Format: Softcover book

Publisher: Routledge

Country: United Kingdom of Great Britain and Northern Ireland

Publish date: 11 June 2003


Pages: 186

Product dimensions: 15.6 × 1.1 × 23.4 cm

ISBN-10: 075463132X

ISBN-13: 978-0754631323

Language: English


Description

This highly original and accessible book draws on the author’s personal experience as a musician, producer and teacher of popular music to discuss the ways in which audio technology and musical creativity in pop music are inextricably bound together. This relationship, the book argues, is exemplified by the work of Trevor Horn, who is widely acknowledged as the most important, innovative and successful British pop record producer of the early 1980s. In the first part of the book, Timothy Warner presents a definition of pop as distinct from rock music, and goes on to consider the ways technological developments, such as the transition from analogue to digital, transform working practices and, as a result, impact on the creative process of producing pop.

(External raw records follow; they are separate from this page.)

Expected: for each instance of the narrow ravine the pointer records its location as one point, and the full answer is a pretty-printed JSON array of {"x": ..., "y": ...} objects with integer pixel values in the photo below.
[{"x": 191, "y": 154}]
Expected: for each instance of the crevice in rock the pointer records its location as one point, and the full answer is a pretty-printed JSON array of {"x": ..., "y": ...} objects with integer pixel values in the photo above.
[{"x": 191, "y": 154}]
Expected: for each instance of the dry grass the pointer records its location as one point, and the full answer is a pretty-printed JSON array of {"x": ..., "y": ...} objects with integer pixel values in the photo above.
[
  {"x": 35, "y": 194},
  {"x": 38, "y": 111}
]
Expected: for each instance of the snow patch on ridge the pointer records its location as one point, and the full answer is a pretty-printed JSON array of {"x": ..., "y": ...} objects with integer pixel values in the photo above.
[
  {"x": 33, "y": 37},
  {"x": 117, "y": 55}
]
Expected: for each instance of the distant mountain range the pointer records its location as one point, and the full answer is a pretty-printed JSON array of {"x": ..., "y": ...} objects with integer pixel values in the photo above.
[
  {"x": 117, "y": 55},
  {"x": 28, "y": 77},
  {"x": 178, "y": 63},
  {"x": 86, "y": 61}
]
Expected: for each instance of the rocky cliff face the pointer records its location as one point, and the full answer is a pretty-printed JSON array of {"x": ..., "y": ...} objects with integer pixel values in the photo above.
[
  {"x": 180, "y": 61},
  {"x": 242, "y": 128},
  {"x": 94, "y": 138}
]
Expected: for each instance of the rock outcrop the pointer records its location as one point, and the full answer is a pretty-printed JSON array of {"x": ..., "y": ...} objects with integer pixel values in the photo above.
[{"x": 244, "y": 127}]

Part two analyses seven influential recordings produced by Trevor Horn between 1979 and 1985: ‘Video Killed the Radio Star’ (The Buggles), ‘Buffalo Gals’ (Malcolm McLaren),‘Owner of a Lonely Heart’ (Yes), ‘Relax’ (Frankie Goes to Hollywood), ‘Slave to the Rhythm’ (Grace Jones), and albums by The Art of Noise and Propaganda. These records reveal how the creative use of technology in the modern pop recording studio has informed Horn’s work, a theme that is then explored in an extensive interview with Horn himself.